After the Show

Dagmara Dominczyk, the jewel of The Count of Monte Cristo, slips into four different looks for the Oscar after-parties, where the real fun takes place.


Behind the scenes

The story continues...

1. Third-generation jeweler Christian Tse opened his own design house in 1996 after several years of working under the tutelage of his father. His signature platinum and gold mesh necklaces, bracelets and earrings are a sleek and modern alternative to the ostentatious baubles spotted in Beverly Hills boutiques and on the red carpet. The winner of the 2000 Couture Award for Best Design in Platinum, Christian collaborated with Britney Spears on a heart pendant necklace (right) for the Platinum Guild International USA's "Women with Heart" campaign. The necklace was recently auctioned for charity at Sotheby's.

2. In just her fourth film appearance, Polish-born actress Dagmara Dominczyk nabbed a lead role as Mercedes, the object of the affection of two men (played by Guy Pearce and Jim Caviezel) in Disney's remake of The Count of Monte Cristo.

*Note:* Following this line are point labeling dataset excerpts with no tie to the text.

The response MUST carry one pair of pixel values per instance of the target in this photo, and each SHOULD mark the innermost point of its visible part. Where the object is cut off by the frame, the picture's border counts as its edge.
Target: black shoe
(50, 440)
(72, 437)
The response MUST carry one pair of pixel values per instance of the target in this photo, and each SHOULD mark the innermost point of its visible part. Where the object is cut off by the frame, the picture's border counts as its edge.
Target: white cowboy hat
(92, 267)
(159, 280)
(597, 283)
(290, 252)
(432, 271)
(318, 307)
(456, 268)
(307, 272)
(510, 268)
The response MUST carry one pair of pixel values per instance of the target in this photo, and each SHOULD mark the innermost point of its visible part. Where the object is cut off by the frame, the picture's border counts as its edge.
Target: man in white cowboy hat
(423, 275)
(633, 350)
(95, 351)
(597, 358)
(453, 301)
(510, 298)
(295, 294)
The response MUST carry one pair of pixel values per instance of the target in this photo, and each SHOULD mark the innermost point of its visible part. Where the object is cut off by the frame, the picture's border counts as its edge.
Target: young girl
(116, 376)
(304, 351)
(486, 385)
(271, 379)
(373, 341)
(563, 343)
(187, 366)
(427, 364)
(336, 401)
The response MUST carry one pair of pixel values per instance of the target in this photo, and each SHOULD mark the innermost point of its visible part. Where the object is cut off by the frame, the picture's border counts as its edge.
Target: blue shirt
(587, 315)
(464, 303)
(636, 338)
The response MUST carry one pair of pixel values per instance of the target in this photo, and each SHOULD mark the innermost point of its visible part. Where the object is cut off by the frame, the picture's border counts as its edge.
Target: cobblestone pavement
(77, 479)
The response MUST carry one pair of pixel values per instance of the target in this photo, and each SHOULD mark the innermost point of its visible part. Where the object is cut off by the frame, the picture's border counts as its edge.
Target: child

If she looks familiar it's because last year Dominczyk stole the show as a sexually charged publicist in Rock Star, next she'll be seen in the thriller They with Marc Blucas. Her quick ascent up the Hollywood ladder may have to do with her pedigree. Dominczyk graduated from New York's Famed Fiorello H. LaGuardia High School of Music & Art and Performing Arts, and attended Carnegie Mellon University on a full scholarship, receiving praise and numerous awards for her acting abilities. In 1999, she was an understudy in the hit Broadway production of Closer, which starred Natasha Richardson. One night when she won the opportunity to get onstage, a critic noticed her and wrote, "Bravo for the young actress with the tough-to-pronounce name!"

3. Three years ago, Vincent Boucher moved from New York City to Los Angeles and quickly established himself as one of the most popular celebrity stylists in town. "I like working with celebrities because you get to have a part in shaping their image," he says. "When you're shooting someone for the first time, you never really know who's going to walk through the door. Dagmara has such an earthy beauty and was perfect for the clothes I had picked out." Though he originally studied English and journalism at the University of Nebraska, Vincent moved to New York City after graduating and landed a job as an assistant to a fashion editor at Esquire. Several years later, he went freelance and has worked for several magazines and dressed many a star for just about every red carpet event. Fashion shoots are a favorite because, as Vincent says, "You get to tell a little story."

4. Of all the legends told about Hollywood's Roosevelt Hotel, none stands out as much as the one about Errol Flynn mixing batches of his famous gin recipe in the back of the hotel barbershop during Prohibition. Of course, there's also the one about how Bill "Bojangles" Robinson first showed Shirley Temple their famous staircase dance from The Little Colonel on the way down the stairs from the lobby to the mezzanine. And let's not forget about how the ghosts of former residents Marilyn Monroe and Montgomery Clift supposedly haunt the hotel to this day. Though steeped in Hollywood history and legend, the Roosevelt--which hosted the first ever Academy Awards in 1929 and is across the street from the event's new home, the Kodak Theatre in the Hollywood & Highland complex--is currently undergoing a $10 million makeover. Intended to be more than just a fresh coat of paint, the renovation will include a day spa and Asian-inspired interior design; the rooms will be equipped with dataports and fax lines.

5. In the pantheon of today's great photographers, only one can boast of having once been a Marlboro Man. Jack Guy, who recently relocated to Malibu from New York, is quickly and steadfastly making his mark on Hollywood. A Portland, Oregon, native and former model (he graced half a dozen covers for Men's Health in the '80s, plus was featured in many a J. Crew, Banana Republic, Nautica and Eddie Bauer ad campaign), Guy made the move to the other side of the camera 10 years ago. "I'm mostly inspired by classic, old-school photography," he says. "I love fashion photography from the '80s and the work of Peter Lindbergh, Herb Ritts and Bruce Weber's early stuff." Guy's classic approach has resulted in delicately beautiful pictorials that have also appeared in Vanity Fair and In Style.